Para qualquer pessoa que viva em Alicante, dizer «vou ao centro» foi durante anos o prelúdio de uma pequena odisseia. Significava sair de casa com meia hora de antecedência, não para o trajeto, mas para a inevitável e desesperante procura de estacionamento. Dar voltas e mais voltas pelos arredores de Maisonnave, ver como passavam os minutos a tentar encontrar um lugar impossível perto do Mercado Central, ou diretamente render-se e acabar num centro comercial da periferia. Ir ao centro era sinónimo de stress.
Por isso, quando começaram a surgir as notícias de que se estavam a habilitar novos parques em Alicante centro, uma parte de mim manteve-se cética. Estamos tão habituados à dificuldade que custa acreditar em soluções. No entanto, há umas semanas, com as Fogueiras (Hogueras) ao virar da esquina, decidi pôr à prova uma destas novas zonas, a que abriram junto à estação da ADIF como parte das obras da futura estação intermodal.
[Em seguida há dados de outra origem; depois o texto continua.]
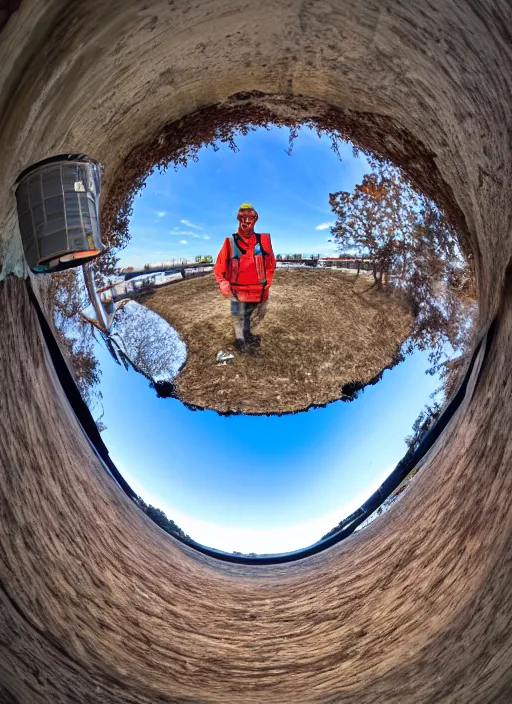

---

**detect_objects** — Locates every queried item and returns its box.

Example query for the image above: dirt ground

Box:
[139,269,412,414]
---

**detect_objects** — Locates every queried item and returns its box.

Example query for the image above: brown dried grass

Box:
[139,269,412,414]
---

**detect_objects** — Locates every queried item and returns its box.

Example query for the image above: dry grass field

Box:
[139,269,411,414]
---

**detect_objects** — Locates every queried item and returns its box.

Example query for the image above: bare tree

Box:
[329,159,476,364]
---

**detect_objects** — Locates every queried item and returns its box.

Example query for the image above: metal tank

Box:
[16,154,103,273]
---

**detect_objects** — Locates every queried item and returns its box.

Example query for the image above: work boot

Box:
[245,332,261,347]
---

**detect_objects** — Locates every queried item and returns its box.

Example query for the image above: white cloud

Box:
[315,220,334,230]
[180,220,203,230]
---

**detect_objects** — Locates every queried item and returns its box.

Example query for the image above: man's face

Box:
[238,210,256,237]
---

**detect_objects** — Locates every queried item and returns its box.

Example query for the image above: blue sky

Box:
[98,128,438,553]
[94,336,438,552]
[119,127,369,266]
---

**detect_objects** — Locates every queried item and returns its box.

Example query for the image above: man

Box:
[213,203,276,352]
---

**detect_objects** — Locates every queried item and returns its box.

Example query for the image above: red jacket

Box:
[213,232,276,303]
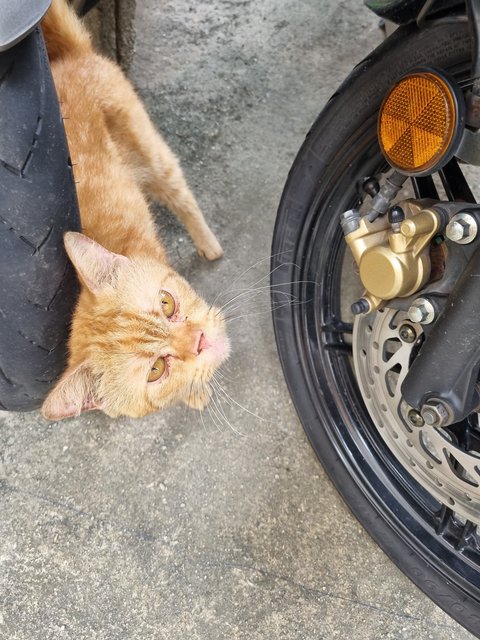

A mudança foi como do dia para a noite. Conduzir pela Avenida da Estação e ver os cartazes a indicar a entrada para o novo parque, com lugares livres, pareceu-me quase uma miragem. Entrei sem fila, encontrei um sítio à primeira e, ao desligar o motor do carro, senti um silêncio que não era o habitual. Era a ausência da frustração, da aflição. Pude caminhar tranquilamente até à Rambla, desfrutar do ambiente das festas sem esse nervosismo de fundo que te provoca o saber que demoraste 35 minutos a estacionar.
Esta nova realidade não é apenas uma anedota. É uma melhoria tangível na qualidade de vida. Significa poder decidir ir jantar ao Barrio de forma espontânea, sem planear uma estratégia militar de estacionamento. Significa que os que vivemos um pouco mais afastados não nos sentimos excluídos do coração da nossa própria cidade. Parece algo simples, um parque de estacionamento, mas o seu efeito é profundo: devolve-nos o centro. Espero que esta seja a primeira de muitas medidas que tornem Alicante uma cidade mais amável e acessível para quem a habita todos os dias do ano.